The magic of transformation as I have a friend she is cute but has these teeny beady eyes. She knows how to work them and open them up with her skills but then I seen her without her makeup and looks as she is just woke up. I admire her skills to be able to widen up her eyes but not necersrilly her eyes. She is also a lot of fun! Lol! She is shorter than I am and wears high heels and is always complaining how they kill her but she won’t give them up. Beauty over pain she says.
I can relate about the paleness. I’m ghostly white most of the time, though fortunately I can tan slightly if I want.
I’m so jealous! I dream of tanning like a goddess. Lol! Hate my legs especially.

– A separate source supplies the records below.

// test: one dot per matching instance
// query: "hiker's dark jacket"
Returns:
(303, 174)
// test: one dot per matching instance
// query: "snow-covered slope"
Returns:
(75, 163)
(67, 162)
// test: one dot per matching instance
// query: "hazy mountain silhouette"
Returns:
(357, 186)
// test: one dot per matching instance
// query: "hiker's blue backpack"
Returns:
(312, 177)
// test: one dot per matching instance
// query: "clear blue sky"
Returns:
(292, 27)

The sun just refuses to even look at them. ?
1) Color- no matter how subtle or brilliant I have always been fascinated by colors and how they interact and play with or against each other
2) I truly feel that well-done makeup is like polishing a diamond, making the best of and bringing forth a person’s best facets.

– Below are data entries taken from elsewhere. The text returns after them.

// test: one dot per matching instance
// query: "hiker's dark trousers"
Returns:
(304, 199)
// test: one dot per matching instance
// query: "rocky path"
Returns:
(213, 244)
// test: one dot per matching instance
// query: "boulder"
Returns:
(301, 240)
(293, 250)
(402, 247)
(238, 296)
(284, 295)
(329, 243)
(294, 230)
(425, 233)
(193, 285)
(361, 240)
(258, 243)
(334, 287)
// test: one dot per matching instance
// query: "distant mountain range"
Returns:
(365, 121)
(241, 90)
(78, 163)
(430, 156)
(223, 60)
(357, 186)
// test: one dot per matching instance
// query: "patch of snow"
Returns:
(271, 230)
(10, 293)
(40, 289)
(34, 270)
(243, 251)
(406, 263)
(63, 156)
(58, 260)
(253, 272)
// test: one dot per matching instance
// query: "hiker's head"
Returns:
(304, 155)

3) If worse comes to worse you can just wash it off, makeup mistakes aren’t permanent & the worst that can happen is you might end up looking foolish for a bit
Christine, this has to be one of the best questions of 2018! Such a “therapy” question-
We all have our quirks and color in the the form of makeup is an outlet that fills a need to be creative daily. When I don’t wear makeup, it’s because I’m sick.
I love color- mixing it, shaping it, shading, lighting. Color makes me happy.
It makes me feel better, feel GOOD and look good.
Let’s face it (pun intended) the girly girl in me likes pretty things.
I’m alone in my love of makeup where I live, but I don’t care. People may not understand that the research, buying and using of these products fulfills that creative side of me as well as helps me deal with aging gracefully.
It’s been super cool reading everyone’s responses and seeing so much similarity!
For a long time I resented makeup and thought I had to use it to be accepted as a proper adult. It made me nervous and I was always on the lookout for the “look” that would make me fit in.
As my mental health has improved, and when I had time earlier this year to play with it a bit (following a serious injury), I realised it didn’t matter and I could be who I wanted to be (within reason in some contexts). Now I wear a lot, I enjoy it, and I do it for myself. I enjoy bringing out my features, creating different versions of myself, and different forms of creative self expression. Oddly, I do think a bit of makeup makes me fit in more than I used to (when my aesthetic ran more “I’m not here, don’t look at me”), even though I’m aware that my application doesn’t entirely fit with how women around me wear it. But I don’t care about fitting in. I just like being me.
1.) Colors!!!! Jewel tones!!! Eyeshadows are my gemstones!
2.) Creative license. I can do (just about) whatever I want to have the look (image) I want. And also along with that, learning how to create looks with colorful combinations.
3.)Stress relief, the entire buying to trying process.